Evet, solumuzda Hakka isyan tehlikesi, sağımızda Hakkı nisyan tehlikesi. Bu ikisi arasında dosdoğru gitmek, öyle zor, öyle meşakkatli ki, bu zor imtihanı, Ancak ve Ancak Allah'ın yardımı ve O'na (cc) sığınmakla başarırız. Başka hiçbir yolu ve başka hiçbir çaresi yok.
Bazen hata ve yanlışlıkla isyan tarafına meyletmiş olabiliriz, bazen gaflet ve dalgınlıkla nisyana düşmüş olabiliriz. Bu iki halde, bize düşen silkinip de kendimize gelmek ve tekrar Hak Yolda yürümeye devam etmektir. Buna rağmen, insanoğlu gaflete, yanlışlığa, hataya ve dalgınlığa düştüğünde, şeytan ona vesvese verir. "Nasılsa düştün bir kere, artık bu yolda devam et, sen kurtulmazsın artık" diye içinden bir ses duyarsa insanoğlu, bil ki o ses şeytandandır. O sese kulak vermeyin. Hataya düşmek mühim değildir, düştüğünüz hatada ısrarcı olmanız mühimdir. Kimse hatadan beri değildir. Kimse hatadan âri değildir. Hata, yanılma ve gaflet bizim başımızın belasıdır. Etten ve kemikteniz, yanılırız. Melek değiliz, bazen kötülüğe de meylederiz. Ancak, hemen ya baştan farkedip kötülükten vazgeçmek ya da başlar başlamaz bırakmak gerekir. Tabi en güzeli, tüm hata ve yanlışlardan, tüm kötülük ve zararlı işlerden her zaman uzak durmaktır. Bu en iyisidir. Bunu başarmanın yolu bellidir. O yol her zaman dikkat ve rikkat içinde olmaktır.
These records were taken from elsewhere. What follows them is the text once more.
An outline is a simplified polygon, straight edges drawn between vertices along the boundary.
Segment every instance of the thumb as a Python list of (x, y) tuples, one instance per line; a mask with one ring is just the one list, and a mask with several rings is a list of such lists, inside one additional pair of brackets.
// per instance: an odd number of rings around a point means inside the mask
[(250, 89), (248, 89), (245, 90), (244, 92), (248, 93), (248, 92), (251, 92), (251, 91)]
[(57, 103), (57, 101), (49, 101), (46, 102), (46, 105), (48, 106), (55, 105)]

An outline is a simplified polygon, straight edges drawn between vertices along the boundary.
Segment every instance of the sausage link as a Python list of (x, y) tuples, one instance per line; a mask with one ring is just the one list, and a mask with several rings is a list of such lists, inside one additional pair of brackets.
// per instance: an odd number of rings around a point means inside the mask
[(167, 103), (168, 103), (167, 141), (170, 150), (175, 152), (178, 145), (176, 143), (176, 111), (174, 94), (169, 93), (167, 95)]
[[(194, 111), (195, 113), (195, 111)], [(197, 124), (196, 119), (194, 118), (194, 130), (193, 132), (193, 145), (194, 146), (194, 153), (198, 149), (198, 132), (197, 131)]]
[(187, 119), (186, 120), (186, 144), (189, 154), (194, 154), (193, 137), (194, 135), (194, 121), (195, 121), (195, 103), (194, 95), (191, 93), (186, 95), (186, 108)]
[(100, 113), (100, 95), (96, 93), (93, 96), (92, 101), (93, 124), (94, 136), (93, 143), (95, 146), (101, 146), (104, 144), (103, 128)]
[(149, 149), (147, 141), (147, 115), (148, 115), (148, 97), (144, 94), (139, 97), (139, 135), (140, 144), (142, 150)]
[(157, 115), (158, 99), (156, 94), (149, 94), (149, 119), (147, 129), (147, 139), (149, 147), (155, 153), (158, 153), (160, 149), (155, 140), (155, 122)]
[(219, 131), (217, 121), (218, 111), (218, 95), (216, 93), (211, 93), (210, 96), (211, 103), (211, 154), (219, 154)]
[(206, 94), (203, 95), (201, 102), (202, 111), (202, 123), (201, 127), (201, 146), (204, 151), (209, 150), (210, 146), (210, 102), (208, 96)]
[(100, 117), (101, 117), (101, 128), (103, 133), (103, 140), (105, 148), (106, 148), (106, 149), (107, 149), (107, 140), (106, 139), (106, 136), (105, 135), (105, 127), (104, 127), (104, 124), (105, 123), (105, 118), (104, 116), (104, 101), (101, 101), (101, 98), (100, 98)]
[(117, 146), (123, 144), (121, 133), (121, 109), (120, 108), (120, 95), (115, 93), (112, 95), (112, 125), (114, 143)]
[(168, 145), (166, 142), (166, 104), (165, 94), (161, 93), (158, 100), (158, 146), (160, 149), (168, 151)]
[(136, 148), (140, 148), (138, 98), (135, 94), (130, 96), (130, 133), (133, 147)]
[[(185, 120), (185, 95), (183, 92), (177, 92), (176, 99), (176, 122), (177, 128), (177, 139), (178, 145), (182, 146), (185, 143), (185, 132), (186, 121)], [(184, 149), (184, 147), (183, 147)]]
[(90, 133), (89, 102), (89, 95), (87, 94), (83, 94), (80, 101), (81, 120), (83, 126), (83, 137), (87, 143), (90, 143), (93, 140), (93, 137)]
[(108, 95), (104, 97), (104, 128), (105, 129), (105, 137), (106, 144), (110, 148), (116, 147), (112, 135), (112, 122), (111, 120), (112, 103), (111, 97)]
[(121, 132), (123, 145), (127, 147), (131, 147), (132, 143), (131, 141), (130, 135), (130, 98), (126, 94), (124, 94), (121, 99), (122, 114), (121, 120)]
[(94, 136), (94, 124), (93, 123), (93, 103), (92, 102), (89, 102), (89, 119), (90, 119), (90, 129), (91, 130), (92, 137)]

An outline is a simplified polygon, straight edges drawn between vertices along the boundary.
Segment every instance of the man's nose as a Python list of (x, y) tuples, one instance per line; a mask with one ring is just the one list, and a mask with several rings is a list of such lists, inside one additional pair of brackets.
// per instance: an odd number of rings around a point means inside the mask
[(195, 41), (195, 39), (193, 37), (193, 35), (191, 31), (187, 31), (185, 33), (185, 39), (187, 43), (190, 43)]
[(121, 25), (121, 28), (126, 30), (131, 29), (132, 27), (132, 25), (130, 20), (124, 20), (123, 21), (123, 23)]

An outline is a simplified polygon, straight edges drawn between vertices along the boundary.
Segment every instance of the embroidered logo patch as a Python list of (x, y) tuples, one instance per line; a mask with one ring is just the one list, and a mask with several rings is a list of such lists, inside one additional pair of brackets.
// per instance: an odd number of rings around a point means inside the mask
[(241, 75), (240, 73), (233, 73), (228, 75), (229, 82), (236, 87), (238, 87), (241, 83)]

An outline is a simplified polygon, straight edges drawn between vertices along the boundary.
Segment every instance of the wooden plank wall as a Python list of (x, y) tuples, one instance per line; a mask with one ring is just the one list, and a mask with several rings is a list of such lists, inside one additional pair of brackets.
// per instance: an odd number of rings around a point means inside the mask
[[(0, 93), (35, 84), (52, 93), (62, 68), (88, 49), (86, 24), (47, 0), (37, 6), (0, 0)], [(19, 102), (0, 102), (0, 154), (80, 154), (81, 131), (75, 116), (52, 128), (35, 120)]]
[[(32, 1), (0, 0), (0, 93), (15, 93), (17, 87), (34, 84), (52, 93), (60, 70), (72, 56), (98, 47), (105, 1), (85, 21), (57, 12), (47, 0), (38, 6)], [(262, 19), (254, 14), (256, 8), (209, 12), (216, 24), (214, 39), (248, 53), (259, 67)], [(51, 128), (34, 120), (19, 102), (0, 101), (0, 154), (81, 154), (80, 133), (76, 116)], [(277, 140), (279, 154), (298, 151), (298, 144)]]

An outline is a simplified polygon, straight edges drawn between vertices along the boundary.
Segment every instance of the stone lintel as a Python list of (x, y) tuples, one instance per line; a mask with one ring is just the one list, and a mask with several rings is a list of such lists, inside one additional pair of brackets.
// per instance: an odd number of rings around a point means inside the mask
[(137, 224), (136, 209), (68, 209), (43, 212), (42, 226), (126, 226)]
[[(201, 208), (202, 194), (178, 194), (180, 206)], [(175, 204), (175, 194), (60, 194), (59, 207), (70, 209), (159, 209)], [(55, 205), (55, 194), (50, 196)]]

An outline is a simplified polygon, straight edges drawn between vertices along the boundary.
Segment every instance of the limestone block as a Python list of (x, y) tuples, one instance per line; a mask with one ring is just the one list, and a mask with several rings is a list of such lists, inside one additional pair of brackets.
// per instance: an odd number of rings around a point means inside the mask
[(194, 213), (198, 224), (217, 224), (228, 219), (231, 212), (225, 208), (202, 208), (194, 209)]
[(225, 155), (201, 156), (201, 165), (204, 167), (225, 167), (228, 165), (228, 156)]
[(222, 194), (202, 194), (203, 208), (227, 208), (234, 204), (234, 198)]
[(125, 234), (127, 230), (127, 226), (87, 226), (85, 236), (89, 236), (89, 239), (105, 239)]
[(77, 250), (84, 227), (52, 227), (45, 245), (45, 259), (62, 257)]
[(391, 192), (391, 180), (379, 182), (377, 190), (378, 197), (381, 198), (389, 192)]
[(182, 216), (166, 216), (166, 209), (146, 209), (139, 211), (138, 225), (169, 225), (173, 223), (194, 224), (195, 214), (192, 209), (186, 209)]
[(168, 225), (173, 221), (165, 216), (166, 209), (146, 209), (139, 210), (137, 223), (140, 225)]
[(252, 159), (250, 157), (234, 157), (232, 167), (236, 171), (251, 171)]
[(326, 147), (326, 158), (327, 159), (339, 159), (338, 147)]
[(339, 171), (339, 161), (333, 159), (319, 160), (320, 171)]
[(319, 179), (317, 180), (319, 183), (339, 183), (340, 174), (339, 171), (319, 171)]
Dikkat, yani, baştan itibaren tedbir ve uyanık olmalıyız. Rikkat, yani, ince düşünme, hassas davranma, merhamet ve nezaket içinde olmak gerektir.
Bu Dünya bir imtihan dünyası, başımızda iki müşkil var. Nefis ve şeytan. Bu müşkiller bizim imtihanımızda zorluklarımızdır. Bu iki müşkil olmasa idi, zaten imtihana da gerek kalmazdı. Bunun dikkati ve rikkati içinde hareket etmeliyiz. Bu duygu ve düşüncelerle kendimizle devamlı hasbıhal içinde olmalıyız. Şu örnekler birer rikkat ve dikkat işidir.
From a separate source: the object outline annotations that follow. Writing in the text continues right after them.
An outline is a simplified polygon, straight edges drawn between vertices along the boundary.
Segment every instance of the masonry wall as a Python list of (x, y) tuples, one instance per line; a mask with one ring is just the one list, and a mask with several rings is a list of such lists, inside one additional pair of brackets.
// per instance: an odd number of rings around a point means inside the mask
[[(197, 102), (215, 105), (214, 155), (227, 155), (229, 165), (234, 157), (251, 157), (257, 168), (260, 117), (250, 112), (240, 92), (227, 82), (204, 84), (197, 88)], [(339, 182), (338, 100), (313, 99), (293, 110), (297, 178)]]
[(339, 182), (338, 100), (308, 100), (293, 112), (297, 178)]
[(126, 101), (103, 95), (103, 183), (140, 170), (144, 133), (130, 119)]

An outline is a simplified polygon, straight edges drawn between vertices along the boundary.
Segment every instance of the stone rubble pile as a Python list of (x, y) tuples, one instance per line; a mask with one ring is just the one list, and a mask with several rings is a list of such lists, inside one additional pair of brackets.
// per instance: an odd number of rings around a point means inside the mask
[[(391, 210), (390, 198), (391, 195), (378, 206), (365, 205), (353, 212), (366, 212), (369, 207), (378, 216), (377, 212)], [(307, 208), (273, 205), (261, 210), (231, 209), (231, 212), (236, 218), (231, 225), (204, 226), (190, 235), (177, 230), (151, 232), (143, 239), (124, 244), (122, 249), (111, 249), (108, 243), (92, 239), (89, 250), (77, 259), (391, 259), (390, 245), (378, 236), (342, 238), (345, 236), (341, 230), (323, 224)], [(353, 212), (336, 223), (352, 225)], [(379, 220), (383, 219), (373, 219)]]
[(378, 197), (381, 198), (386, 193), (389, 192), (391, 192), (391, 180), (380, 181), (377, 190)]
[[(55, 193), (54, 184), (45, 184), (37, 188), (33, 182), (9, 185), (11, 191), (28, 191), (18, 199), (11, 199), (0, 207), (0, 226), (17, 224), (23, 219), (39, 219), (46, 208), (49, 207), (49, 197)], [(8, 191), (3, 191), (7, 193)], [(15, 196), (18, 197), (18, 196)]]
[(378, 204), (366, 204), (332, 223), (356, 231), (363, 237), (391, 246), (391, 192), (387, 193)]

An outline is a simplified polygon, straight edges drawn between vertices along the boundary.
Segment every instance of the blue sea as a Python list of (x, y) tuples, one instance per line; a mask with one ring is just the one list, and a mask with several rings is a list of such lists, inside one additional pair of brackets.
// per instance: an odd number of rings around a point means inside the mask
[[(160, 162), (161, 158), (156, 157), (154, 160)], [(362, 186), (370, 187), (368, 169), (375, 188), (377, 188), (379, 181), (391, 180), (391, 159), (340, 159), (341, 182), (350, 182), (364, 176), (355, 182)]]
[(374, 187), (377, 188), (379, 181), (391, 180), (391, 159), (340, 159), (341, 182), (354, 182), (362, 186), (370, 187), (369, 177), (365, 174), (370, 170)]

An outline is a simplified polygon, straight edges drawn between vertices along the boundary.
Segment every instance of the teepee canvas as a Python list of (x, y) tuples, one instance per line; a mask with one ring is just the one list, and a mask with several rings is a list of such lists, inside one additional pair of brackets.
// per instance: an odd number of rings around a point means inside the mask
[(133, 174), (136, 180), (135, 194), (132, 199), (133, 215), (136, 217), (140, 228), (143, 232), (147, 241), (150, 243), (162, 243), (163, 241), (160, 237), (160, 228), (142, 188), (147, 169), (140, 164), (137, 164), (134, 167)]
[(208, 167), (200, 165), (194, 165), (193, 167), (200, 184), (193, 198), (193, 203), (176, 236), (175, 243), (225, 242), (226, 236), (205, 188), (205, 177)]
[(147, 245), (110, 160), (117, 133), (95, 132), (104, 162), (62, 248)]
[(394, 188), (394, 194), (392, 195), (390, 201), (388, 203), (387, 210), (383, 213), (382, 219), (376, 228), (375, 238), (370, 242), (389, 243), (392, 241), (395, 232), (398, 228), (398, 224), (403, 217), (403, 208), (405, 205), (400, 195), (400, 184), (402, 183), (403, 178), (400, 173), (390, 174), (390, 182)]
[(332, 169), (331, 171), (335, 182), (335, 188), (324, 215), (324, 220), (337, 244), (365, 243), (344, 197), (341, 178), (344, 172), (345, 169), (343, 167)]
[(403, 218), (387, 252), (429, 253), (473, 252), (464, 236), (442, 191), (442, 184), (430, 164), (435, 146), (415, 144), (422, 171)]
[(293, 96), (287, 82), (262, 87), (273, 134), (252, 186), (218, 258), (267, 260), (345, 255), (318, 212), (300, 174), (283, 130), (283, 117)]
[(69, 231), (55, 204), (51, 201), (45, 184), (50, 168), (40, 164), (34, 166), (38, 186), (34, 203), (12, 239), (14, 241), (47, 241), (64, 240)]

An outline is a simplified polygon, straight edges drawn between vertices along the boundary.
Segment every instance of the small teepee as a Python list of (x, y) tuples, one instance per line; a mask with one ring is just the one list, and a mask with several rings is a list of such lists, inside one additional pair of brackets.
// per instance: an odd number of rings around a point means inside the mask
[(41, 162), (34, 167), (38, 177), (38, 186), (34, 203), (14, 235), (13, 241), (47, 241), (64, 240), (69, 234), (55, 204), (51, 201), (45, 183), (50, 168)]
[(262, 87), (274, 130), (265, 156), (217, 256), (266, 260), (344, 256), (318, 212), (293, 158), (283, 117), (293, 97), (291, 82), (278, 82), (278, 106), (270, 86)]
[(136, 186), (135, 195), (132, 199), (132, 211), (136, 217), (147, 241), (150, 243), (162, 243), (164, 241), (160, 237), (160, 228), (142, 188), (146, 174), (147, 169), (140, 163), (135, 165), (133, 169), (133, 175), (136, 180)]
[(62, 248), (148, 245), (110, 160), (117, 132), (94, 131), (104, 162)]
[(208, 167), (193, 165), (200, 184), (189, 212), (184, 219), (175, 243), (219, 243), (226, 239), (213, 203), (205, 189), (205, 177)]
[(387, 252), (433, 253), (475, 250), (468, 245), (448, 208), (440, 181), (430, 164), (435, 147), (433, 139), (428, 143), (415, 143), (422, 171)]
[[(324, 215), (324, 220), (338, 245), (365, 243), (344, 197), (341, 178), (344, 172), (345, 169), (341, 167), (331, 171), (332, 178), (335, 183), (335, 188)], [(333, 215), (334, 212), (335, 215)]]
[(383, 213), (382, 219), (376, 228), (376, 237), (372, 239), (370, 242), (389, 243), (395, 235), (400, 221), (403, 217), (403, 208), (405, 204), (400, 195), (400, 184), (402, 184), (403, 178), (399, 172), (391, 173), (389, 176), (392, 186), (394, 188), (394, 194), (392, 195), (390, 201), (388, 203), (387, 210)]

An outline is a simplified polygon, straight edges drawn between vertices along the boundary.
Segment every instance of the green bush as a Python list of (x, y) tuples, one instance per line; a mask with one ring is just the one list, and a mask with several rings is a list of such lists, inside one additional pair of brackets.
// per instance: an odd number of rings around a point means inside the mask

Mesela, çok ibadet eden, isyan ve nisyandan uzak durur. Kulağı ezanda, gözü namazda olan birisi kötülüğü düşünmeye de, işlemeye de fırsat bulamaz, Allah'ın izniyle.
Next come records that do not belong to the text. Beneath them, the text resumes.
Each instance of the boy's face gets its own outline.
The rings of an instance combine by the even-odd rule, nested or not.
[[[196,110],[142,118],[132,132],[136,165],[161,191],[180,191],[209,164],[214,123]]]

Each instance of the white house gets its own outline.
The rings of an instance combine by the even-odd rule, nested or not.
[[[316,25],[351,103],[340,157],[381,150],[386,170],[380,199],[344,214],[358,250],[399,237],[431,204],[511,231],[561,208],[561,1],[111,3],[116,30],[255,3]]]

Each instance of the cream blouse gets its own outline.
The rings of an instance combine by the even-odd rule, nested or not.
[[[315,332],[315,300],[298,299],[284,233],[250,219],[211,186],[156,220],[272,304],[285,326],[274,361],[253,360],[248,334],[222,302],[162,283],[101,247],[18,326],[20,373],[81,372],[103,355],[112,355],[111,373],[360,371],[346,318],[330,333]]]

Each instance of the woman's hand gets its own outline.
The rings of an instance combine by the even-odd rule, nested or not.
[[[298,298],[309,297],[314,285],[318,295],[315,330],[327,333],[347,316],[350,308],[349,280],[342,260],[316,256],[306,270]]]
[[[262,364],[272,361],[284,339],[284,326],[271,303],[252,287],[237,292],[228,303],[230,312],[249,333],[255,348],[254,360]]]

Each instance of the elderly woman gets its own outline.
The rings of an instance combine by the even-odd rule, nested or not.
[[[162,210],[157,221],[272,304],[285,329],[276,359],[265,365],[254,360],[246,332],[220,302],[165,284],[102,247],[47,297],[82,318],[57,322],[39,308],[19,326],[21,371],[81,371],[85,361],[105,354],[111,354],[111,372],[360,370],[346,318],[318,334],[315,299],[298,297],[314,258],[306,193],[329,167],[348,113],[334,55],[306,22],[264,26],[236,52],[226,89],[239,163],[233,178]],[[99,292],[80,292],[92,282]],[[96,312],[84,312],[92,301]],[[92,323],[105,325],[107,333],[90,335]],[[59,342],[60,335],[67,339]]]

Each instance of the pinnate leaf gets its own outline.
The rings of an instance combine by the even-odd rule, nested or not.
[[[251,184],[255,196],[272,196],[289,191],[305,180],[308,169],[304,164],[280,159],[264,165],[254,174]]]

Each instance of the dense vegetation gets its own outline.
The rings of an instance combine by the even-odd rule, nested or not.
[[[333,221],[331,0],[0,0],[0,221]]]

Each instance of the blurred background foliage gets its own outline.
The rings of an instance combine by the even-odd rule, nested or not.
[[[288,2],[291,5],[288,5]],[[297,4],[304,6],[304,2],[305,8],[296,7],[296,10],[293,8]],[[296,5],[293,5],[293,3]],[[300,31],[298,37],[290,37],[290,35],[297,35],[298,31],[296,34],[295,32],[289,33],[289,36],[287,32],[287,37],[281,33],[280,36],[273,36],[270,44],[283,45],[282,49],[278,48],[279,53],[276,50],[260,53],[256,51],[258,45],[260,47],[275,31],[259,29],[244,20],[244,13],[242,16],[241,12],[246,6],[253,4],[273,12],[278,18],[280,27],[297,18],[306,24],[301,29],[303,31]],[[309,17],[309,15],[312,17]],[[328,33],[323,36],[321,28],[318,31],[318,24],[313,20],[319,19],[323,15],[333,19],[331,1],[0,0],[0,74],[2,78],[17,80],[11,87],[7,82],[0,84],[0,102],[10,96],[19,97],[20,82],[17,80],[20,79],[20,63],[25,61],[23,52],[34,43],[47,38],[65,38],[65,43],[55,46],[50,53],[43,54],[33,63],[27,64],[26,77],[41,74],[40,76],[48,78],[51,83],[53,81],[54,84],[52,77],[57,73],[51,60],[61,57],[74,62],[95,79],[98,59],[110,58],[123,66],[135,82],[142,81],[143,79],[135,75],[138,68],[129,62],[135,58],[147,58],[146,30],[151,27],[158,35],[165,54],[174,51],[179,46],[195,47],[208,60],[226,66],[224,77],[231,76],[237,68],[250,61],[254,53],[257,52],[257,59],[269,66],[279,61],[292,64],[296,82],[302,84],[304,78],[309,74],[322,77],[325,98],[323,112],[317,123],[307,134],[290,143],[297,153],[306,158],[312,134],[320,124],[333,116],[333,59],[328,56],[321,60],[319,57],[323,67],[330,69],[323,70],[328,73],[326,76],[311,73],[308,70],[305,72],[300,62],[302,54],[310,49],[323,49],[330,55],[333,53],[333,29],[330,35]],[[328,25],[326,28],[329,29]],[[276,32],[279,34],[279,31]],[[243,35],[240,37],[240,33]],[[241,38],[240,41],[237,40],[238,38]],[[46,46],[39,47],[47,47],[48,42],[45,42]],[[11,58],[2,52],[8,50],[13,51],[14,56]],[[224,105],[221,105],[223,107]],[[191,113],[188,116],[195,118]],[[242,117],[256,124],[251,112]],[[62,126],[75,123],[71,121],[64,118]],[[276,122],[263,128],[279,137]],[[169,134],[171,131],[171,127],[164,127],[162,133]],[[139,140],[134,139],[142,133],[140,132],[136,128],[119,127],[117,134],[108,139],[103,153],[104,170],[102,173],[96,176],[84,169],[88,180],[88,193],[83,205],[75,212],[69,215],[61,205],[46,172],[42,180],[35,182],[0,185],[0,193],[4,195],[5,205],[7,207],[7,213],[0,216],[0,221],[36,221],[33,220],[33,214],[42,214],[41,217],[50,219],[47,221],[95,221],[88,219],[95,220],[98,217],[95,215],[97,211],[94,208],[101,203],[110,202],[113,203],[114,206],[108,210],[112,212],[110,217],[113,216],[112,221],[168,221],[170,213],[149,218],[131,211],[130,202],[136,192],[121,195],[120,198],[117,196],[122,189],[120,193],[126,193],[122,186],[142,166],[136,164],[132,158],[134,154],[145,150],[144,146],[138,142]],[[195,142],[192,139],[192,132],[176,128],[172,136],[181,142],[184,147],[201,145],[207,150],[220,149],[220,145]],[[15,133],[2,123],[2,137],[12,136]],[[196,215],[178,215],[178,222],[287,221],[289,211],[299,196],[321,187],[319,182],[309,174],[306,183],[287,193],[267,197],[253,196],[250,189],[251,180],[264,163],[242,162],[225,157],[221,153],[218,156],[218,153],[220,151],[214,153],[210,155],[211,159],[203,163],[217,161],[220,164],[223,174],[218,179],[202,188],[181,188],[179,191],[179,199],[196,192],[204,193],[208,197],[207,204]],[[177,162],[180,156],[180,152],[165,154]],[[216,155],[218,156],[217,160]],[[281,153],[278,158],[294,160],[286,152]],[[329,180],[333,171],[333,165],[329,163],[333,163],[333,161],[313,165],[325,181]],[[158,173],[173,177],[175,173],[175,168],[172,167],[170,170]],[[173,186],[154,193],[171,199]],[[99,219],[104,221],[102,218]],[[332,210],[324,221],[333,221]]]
Mesela, çok iyilik eden, çok yardım eden isyan ve nisyandan emin olur. Kendisini hep iyiliklere, hep hayır işlerine adayan ve ona göre hayatını odaklayan birisi kötülüğe zaman ve zemin bulamaz, Rabbimin izniyle. Öyleyse, ibadet, iyilik ve yardımseverlik dikkat ve rikkat işidir.
İnsanoğlu neden aklını ve fikrini çalıştırmıyorsun? İsyan ve nisyan gibi iki büyük tehlike olsa da, birisi sağ tarafımızda, diğeri de sol tarafımızda dursa da, çözüm için, yardım için de iki büyük kuvvet ile desteklenmiş vaziyetteyiz. Bunlar dikkat ve rikkattir. Dikkat akıl işidir, rikkat gönül işidir. İnsanoğluna hem akıl, hem de gönül verilmiştir.Öyleyse, insanoğlu, aklını ve gönlünü çalıştır.
Bu duygu ve düşünceler içinde bize düşen Allah'a sığınmaktır. Kalben bunu dileyeceğiz ve bu durumda iken dilimize düşen tek bir söz vardır. O söz, "Ya Rabbim sana sığındım" demektir.
İnşaallah, bu sözü, hem kavlen, hem de kâlben söyleriz.
Tabi bunları söylemeden önce durumun vahametini idrak etmek gerektir.
Vahameti tekrar belirtiyorum: "Her an isyan ve nisyan tehlikesi ile karşı karşıyayız."
Bu husus bizi devamlı uyanık ve zinde tutmalıdır. Bu iki tehlikeye karşı çözüm ve kurtuluş yolu, dikkatimiz ve rikkatimizdir, vesselam.